LEE RANALDO, “Between The Times And The Tides” (Matador, 2012)

Thurston e Kim si lasciano. Lee Ranaldo mette altre spine sulla nostra sedia dichiarandosi molto dubbioso sul futuro dei Sonic Youth. Una mezza tragedia. L’ultimo lavoro solista di Moore, in parte, ci ha aiutato spingendoci verso una possibile e dolce elaborazione del lutto. Intanto Ranaldo esce fuori con un nuovo disco solista: “Between The Times And The Tides”. Un disco dove si articola la dimensione più pop dei Sonic Youth. E sì perché nella ricetta del gruppo l’aspetto pop ha sempre giocato un ruolo fondamentale: melodie facili e immediate, suggestioni leggere e contaminazioni realmente popolari. Ranaldo compila una collezione di brani di Rock malinconico e spettinato, colorato da lievi bruciature psichedeliche e tonalità blues, illuminandoci su certe dinamiche storiche dei gruppo ancora non completamente codificate (Moore songwriter, Ranaldo disturbatore sonico).

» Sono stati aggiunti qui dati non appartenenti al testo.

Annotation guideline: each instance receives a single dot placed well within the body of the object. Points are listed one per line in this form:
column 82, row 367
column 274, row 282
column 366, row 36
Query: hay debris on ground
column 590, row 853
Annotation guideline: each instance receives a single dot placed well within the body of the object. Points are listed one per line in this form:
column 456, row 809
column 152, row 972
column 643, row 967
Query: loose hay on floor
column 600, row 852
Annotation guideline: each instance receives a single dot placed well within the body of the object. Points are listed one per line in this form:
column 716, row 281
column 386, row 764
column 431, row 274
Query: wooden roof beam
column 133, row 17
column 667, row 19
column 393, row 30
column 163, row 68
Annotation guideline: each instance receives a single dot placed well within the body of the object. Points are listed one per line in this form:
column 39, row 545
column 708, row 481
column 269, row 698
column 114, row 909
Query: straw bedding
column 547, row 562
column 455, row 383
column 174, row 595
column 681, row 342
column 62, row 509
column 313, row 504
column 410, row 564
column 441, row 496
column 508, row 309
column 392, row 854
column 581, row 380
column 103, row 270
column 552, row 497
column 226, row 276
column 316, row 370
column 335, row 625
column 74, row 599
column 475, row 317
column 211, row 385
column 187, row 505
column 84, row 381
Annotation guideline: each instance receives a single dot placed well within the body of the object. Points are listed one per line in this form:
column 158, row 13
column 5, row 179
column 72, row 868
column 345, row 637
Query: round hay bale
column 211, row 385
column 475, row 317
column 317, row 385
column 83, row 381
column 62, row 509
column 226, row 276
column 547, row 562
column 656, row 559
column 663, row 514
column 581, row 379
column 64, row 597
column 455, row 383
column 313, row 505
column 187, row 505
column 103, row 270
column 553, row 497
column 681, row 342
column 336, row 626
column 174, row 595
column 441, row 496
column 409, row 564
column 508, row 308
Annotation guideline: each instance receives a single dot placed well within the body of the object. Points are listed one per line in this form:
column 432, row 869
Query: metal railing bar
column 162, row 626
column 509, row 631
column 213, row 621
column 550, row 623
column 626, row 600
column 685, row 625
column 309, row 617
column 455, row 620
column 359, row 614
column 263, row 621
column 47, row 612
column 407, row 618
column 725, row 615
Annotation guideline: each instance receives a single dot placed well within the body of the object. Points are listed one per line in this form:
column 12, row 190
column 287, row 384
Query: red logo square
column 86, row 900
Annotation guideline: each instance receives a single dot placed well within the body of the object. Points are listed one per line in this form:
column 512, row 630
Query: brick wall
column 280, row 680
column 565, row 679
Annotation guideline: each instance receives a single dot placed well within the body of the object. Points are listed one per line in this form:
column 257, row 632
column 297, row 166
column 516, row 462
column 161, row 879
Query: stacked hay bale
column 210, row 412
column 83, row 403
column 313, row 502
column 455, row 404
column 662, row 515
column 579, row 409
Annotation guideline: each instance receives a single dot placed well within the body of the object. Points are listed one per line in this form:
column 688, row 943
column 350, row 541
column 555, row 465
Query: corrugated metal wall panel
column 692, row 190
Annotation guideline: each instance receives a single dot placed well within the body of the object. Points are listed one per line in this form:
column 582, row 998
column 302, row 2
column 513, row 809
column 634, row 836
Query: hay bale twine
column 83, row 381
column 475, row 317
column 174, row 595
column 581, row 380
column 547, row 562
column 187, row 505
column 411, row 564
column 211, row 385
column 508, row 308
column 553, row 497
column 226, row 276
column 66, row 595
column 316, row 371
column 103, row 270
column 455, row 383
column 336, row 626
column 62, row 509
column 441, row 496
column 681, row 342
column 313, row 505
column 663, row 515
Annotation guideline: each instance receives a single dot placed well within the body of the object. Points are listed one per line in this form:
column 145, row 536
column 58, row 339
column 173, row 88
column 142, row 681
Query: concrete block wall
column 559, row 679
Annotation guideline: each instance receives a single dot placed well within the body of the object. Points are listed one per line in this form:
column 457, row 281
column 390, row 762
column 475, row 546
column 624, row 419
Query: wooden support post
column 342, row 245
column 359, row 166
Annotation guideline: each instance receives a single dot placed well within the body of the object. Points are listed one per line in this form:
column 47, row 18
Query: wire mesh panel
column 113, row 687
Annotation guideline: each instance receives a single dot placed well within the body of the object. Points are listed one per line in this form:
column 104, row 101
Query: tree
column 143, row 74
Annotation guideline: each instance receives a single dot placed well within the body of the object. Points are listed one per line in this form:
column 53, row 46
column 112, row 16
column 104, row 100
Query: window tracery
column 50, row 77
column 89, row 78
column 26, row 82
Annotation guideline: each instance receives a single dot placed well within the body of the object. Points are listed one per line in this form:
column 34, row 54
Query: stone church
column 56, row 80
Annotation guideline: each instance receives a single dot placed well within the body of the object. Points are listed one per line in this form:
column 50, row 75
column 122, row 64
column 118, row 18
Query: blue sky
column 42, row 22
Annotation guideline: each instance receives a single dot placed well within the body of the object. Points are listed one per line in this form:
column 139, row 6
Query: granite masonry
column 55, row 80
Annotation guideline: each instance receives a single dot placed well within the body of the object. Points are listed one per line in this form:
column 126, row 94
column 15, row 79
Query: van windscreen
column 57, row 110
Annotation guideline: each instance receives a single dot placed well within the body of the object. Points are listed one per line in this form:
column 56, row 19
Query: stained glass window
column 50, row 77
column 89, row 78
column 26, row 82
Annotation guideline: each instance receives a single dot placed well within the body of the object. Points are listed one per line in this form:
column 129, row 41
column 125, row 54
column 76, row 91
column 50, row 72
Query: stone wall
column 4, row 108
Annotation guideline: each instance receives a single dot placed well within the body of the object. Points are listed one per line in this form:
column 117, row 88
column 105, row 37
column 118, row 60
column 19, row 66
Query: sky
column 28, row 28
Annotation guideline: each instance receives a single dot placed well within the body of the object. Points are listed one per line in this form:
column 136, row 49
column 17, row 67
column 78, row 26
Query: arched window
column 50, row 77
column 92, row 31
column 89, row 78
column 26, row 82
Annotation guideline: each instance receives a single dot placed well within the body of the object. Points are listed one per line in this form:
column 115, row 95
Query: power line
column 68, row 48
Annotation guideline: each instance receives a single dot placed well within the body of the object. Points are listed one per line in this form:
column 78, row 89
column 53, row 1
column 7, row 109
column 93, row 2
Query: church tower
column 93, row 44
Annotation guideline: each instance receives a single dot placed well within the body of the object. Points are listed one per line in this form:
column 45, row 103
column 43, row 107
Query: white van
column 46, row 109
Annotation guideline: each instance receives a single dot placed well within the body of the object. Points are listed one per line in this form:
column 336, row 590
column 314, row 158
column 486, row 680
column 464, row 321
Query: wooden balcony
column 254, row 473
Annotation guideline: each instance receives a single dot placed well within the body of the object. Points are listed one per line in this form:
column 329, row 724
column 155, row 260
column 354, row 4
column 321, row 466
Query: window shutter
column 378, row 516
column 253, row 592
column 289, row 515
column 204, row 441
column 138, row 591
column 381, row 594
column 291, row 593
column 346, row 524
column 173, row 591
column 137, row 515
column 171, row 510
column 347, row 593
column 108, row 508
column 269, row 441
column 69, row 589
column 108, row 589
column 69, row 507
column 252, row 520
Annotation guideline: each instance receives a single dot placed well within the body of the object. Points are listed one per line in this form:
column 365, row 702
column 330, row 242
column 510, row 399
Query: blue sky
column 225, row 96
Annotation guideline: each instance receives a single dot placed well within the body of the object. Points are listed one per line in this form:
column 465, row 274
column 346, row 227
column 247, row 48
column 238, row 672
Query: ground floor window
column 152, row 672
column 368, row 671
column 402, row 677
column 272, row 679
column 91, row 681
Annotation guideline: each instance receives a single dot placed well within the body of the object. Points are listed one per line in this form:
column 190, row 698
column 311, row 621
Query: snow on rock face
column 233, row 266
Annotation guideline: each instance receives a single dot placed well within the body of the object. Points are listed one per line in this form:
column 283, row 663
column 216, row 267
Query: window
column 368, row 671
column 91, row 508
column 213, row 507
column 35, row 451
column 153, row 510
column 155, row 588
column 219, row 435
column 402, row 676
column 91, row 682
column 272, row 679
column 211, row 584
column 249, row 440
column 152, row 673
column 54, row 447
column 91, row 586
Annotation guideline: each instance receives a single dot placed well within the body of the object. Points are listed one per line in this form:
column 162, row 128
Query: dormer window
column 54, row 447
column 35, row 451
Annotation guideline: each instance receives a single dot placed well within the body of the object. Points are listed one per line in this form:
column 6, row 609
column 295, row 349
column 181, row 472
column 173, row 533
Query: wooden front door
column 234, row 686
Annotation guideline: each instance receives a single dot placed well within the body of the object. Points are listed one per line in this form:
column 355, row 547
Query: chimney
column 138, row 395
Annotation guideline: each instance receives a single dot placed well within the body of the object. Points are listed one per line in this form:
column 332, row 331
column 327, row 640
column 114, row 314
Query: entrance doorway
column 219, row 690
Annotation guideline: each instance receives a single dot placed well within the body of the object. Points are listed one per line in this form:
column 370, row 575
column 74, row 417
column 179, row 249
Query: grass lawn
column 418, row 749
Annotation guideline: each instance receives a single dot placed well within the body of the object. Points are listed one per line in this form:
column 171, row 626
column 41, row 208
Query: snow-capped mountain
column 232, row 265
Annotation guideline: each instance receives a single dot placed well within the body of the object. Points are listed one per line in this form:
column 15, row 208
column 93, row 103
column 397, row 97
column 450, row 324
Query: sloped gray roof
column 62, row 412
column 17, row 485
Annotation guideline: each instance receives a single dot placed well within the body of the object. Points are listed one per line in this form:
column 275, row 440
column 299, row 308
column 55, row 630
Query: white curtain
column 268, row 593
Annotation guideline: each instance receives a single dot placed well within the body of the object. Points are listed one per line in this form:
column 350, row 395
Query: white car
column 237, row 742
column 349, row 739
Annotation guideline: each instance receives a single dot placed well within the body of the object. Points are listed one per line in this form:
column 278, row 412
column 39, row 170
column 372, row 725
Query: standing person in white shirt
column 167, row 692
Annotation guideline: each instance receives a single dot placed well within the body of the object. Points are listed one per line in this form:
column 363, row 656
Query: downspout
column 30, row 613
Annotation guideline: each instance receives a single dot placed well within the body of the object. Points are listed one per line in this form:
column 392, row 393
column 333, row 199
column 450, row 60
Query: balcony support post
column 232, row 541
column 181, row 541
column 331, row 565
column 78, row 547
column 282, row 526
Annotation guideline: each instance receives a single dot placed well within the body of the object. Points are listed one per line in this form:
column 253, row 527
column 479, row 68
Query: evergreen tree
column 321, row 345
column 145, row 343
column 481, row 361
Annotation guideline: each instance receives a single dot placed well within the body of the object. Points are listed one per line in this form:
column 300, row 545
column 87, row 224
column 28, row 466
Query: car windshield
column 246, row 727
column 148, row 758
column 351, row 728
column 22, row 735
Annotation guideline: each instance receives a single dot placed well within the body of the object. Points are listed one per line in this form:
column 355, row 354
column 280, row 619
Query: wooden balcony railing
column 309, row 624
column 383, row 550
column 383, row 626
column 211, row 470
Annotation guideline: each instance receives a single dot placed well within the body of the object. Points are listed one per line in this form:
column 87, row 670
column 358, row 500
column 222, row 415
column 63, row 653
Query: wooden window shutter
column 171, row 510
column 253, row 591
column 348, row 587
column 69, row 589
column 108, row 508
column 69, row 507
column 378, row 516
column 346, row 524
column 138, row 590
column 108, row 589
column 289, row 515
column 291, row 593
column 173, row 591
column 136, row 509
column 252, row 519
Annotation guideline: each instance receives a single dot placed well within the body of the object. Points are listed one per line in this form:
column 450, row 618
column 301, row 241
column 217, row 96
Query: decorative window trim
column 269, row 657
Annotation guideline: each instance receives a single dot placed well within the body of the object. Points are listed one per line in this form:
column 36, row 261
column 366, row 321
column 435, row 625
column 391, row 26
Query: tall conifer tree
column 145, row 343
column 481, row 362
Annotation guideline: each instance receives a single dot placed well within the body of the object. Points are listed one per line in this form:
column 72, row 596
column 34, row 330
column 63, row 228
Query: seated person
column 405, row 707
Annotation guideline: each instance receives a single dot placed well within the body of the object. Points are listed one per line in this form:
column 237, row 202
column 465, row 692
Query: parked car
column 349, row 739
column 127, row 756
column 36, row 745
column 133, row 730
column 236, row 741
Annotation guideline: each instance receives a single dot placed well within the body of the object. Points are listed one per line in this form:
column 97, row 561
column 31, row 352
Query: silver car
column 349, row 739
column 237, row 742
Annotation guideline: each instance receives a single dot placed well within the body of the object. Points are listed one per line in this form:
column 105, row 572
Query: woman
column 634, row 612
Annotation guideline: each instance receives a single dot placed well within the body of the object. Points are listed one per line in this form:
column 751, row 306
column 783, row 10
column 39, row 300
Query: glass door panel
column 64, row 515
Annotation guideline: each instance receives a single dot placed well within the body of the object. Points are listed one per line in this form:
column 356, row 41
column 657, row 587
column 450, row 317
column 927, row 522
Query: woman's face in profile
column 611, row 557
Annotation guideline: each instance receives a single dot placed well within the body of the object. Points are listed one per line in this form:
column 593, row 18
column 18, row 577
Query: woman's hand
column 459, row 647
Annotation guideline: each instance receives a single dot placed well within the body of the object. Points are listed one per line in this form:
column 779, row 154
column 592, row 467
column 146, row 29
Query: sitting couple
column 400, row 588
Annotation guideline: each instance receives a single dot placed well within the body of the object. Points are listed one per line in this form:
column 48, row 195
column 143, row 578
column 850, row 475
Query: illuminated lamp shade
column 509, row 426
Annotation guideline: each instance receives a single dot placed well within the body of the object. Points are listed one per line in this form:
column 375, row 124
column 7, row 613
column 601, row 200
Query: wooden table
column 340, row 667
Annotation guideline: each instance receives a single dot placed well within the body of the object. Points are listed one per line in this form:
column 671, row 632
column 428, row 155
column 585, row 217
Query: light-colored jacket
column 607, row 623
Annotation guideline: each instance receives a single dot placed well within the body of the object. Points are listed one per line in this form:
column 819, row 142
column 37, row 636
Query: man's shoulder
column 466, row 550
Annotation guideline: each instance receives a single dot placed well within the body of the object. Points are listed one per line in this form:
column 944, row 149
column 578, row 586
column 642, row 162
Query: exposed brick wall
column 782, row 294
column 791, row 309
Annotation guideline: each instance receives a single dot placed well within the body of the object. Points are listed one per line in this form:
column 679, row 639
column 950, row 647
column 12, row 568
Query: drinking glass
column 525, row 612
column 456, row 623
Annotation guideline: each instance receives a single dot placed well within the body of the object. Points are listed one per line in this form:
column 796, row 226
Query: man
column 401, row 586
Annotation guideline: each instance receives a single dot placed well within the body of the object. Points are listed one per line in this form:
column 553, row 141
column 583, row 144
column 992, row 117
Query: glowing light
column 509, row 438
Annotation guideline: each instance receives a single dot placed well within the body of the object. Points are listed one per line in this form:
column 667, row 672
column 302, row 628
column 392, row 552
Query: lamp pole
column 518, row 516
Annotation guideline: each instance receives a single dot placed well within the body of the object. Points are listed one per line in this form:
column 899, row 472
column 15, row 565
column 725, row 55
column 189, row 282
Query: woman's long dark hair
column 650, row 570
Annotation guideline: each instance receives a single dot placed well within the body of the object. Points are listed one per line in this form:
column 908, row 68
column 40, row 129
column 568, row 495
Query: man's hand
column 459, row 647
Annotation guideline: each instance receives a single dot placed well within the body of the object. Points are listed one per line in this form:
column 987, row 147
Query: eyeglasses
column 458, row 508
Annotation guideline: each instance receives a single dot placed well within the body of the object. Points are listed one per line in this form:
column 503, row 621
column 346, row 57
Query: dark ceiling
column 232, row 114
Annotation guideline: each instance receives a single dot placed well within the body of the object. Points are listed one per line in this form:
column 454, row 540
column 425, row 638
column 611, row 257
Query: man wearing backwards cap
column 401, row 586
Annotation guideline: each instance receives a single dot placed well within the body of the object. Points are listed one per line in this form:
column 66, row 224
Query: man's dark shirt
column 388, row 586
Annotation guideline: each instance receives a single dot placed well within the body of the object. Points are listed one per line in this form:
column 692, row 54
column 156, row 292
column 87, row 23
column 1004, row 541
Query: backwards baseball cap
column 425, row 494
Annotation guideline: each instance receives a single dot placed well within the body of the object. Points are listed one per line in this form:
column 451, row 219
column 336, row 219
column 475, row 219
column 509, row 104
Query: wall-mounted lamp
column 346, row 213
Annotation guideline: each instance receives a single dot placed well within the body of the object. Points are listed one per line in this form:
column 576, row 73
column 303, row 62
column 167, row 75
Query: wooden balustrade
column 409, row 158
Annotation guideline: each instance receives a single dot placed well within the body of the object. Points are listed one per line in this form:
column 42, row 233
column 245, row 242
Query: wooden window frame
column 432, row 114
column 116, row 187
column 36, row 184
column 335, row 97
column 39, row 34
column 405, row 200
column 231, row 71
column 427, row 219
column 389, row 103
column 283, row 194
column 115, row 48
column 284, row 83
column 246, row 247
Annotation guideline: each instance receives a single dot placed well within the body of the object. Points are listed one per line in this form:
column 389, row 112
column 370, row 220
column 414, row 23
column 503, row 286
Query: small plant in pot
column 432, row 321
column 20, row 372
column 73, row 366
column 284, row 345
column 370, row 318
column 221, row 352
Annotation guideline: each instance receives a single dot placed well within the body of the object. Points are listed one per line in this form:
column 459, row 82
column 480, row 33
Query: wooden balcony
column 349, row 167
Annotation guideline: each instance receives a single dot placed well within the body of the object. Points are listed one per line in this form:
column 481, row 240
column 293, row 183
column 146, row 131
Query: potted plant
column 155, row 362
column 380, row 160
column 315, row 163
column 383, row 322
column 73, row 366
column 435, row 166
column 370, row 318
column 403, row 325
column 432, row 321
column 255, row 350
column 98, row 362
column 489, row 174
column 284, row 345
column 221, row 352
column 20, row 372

Aprendo questo disco-armadio ci troviamo di fronte a un guardaroba semplice e allo stesso tempo elegante, nella sua naturalezza, sicuramente confacente alla personalità e alla voce di Ranaldo. Non sono vestiti da vecchio impettito, né da vecchio che vuole fare il ragazzino, insomma. Nulla di troppo eccentrico, nessuna concessione alle mode più o meno ufficiali (niente di troppo hypster, quindi): il chitarrista compone e suona canzoni dirette e allo stesso modo dignitose, per certi versi infantili, ma sempre compiute. Probabilmente la mia simpatia per la voce di Ranaldo (“Mote” è uno dei miei pezzi preferiti di sempre) mi spinge a interpretare anche i momenti più sciatti con particolare benevolenza. Ma anche la sciatteria, se autentica, ha una sua eleganza. Come le camicie di flanella. Sicuramente il tutto è più ordinato e più pacificato del previsto. Il rumore è assente. Ma non c’è che dire, le canzoni sono simpatiche, alcune deliziose. Suonate con stile e passione.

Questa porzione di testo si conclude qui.